We crossed the bedroom, walked into a storage room, and I switched on the light. A bare bulb shone on a shelf filled with books and a pile of old junk, including various trunks with black hinges and domed lids; on one free wall hung the framed portrait of Manuel Mena. David and I stood looking at it while Eladio opened a small window and switched off the light.
“Is that him?” asked David.
I said yes. There was silence as Elad
io joined us, in front of the portrait.
“Shit,” David said. “He’s a kid.”
“He’s nineteen there,” I said. “Or just about to be. It was a few months before he died.”

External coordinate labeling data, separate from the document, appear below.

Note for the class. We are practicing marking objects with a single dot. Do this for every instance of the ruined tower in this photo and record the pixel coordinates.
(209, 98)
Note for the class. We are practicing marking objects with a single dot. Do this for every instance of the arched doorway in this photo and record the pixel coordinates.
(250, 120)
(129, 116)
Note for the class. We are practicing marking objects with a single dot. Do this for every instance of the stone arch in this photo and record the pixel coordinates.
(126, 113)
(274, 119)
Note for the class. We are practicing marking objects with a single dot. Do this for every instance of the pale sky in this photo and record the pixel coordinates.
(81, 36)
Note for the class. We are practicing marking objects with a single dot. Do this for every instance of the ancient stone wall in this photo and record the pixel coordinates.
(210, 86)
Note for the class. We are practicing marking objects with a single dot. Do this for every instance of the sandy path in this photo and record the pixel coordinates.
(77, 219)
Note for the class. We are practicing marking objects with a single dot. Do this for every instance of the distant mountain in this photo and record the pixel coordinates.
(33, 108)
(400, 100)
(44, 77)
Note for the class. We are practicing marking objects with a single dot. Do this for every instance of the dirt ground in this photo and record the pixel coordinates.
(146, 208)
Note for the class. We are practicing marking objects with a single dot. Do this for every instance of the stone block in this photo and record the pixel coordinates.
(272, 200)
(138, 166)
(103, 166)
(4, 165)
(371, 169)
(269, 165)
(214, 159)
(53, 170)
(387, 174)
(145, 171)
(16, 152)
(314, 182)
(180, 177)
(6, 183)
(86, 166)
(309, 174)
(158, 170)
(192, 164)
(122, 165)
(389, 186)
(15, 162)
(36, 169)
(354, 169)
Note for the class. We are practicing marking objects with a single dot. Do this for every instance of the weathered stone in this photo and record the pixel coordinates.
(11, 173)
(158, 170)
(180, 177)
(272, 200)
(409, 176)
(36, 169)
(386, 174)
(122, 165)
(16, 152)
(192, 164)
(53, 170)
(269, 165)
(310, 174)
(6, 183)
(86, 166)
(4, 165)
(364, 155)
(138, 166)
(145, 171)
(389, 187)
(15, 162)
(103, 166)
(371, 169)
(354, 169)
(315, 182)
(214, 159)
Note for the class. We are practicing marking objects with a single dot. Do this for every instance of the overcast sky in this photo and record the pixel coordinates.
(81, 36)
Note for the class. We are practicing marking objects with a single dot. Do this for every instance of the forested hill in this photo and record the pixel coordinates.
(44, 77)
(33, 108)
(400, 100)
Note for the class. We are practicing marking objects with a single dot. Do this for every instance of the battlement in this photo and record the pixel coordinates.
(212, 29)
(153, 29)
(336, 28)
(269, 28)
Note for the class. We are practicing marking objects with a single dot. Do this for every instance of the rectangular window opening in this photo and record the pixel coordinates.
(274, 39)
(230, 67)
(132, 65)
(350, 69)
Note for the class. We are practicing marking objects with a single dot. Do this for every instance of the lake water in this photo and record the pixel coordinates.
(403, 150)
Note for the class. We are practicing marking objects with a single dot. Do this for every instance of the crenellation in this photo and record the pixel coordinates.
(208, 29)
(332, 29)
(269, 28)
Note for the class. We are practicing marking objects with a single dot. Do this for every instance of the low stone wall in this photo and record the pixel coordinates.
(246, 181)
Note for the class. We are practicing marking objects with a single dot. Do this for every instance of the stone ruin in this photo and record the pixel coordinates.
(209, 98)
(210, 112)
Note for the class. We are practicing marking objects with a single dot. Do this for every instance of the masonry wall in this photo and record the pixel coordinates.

I tried to decode the portrait for them, or rather Manuel Mena’s dress uniform—the solitary second lieutenant’s stars on the chevrons, and on the peaked cap, the infantry insignia on the cap and the lapels of the jacket, and the Ifni Riflemen insignia, the Suffering for the Nation Medal and the ribbon with two stripes—and Eladio told us what he’d heard about Manuel Mena. When we were on our way out of the room I thought I saw some books I’d never noticed there before and, as Eladio and David left, I stayed for a moment looking through them. Among the books was a Spanish translation of The Iliad and another of The Odyssey, published in two snug volumes; I leafed through them thinking of Achilles and of Manuel Mena. Then I closed the small window and took them with me.
We finished walking around the house (the entrance gate, the yard with its well and lemon tree, the stables and cowshed with its roof half caved in, the mangers and troughs overflowing with rubble, the empty hayloft, the old kitchen where animals were butchered), and, by the time Eladio closed the door and put the lock back on the iron gate, he and David were talking as if they’d known each other for years. In the street, before saying goodbye, Eladio warned me:
“Your mother is worried, Javi.”
We looked at each other without speaking for a second. Eladio had pale eyes and skin burnt by the sun.
“Worried? Why?”
“Why do you think?” answered Eladio. “About the house. She’s got it into her head that when she dies you kids will sell it.”
“And what are we supposed to do?” I asked him. “My sisters live six hundred miles from here, and so do I. The village is hard to get to and none of us ever come here anymore, except with my mother, in the summer. What should we do, Eladio? Keep the house to spend one weekend a year here, if that?”